Tuesday, July 14, 2009

Something New Under The Sun Part 3

New Goals

With all this change, one understandable question is what hasn’t changed? Well, let’s name a few things: 1) the unique saving power of Jesus Christ; 2) the changeless truth of God’s word; 3) the value of godly men and women surrendering their lives to missions; and 4) the compelling vision of all people coming to saving faith in Jesus Christ. These unchanging truths link every missionary from the Apostle Paul to the newest IMB appointee. Each one longs to see a lost world redeemed. Consequently, the IMB vision statement has never been more relevant than today: We will lead Southern Baptists to be on mission with God to bring all the peoples of the world to saving faith in Jesus Christ.
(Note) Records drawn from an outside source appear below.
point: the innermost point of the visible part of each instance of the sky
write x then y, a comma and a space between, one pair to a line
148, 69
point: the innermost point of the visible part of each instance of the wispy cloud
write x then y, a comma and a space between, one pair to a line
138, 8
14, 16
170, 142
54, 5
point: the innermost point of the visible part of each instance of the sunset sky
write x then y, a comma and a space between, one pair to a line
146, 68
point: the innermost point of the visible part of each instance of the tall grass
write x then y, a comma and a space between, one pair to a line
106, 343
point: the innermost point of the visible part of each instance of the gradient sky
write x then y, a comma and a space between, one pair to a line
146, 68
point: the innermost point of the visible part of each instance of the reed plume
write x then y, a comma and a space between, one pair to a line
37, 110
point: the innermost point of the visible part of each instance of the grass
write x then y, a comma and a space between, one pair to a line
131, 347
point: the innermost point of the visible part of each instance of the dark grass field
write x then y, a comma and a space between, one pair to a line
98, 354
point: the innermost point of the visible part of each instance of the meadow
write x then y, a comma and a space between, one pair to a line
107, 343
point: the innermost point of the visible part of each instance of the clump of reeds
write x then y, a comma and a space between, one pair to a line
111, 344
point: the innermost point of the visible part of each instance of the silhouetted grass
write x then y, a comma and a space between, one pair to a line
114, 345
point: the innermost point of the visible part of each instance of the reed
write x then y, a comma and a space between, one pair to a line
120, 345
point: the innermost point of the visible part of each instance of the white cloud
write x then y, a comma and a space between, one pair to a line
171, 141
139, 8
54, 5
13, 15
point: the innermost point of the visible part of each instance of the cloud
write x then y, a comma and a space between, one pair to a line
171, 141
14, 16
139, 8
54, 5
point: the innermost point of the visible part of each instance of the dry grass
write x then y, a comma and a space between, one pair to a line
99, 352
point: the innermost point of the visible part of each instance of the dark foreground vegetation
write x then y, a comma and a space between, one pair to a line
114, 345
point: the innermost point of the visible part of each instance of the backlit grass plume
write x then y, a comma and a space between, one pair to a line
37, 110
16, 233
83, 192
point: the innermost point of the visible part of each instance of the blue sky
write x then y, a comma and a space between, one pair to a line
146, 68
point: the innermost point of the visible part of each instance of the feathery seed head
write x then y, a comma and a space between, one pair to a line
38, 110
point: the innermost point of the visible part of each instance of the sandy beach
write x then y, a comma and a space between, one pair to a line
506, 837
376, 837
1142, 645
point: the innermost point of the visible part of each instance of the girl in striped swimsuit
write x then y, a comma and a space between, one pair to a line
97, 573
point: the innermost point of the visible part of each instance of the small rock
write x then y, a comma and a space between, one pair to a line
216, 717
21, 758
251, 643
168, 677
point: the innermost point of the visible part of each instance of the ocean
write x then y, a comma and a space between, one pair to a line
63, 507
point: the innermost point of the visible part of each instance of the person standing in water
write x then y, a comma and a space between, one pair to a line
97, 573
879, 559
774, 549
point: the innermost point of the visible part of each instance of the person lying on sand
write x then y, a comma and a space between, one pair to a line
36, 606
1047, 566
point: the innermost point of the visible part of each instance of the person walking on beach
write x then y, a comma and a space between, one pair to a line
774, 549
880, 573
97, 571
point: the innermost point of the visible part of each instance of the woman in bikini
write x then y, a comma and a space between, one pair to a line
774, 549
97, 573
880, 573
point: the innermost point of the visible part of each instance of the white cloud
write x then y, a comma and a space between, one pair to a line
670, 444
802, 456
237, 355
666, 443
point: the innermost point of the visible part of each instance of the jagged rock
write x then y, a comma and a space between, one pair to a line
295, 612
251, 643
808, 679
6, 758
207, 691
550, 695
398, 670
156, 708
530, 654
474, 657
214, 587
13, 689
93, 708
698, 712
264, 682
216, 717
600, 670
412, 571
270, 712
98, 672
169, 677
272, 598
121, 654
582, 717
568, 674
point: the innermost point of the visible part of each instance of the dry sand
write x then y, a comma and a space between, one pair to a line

We still have a long way to go to fulfill this vision. Each generation of missionaries moves us closer to that vision by setting goals that draw us ever nearer. Goals serve as intermediate steps on our journey. If they are good goals, they stretch us as far as possible in the direction of our vision.

The history of Southern Baptist foreign missions is filled with the pursuit of new and challenging goals that bring us ever closer to a dream of seeing all peoples come to saving faith in Jesus Christ. When we began over 150 years ago, it was the goal of supporting missionaries in far-away lands that united us as a denomination and ultimately forged us into a major global missions force. It’s difficult now to realize just how radical and innovative that goal was. History records that it met with opposition, and its success was far from certain.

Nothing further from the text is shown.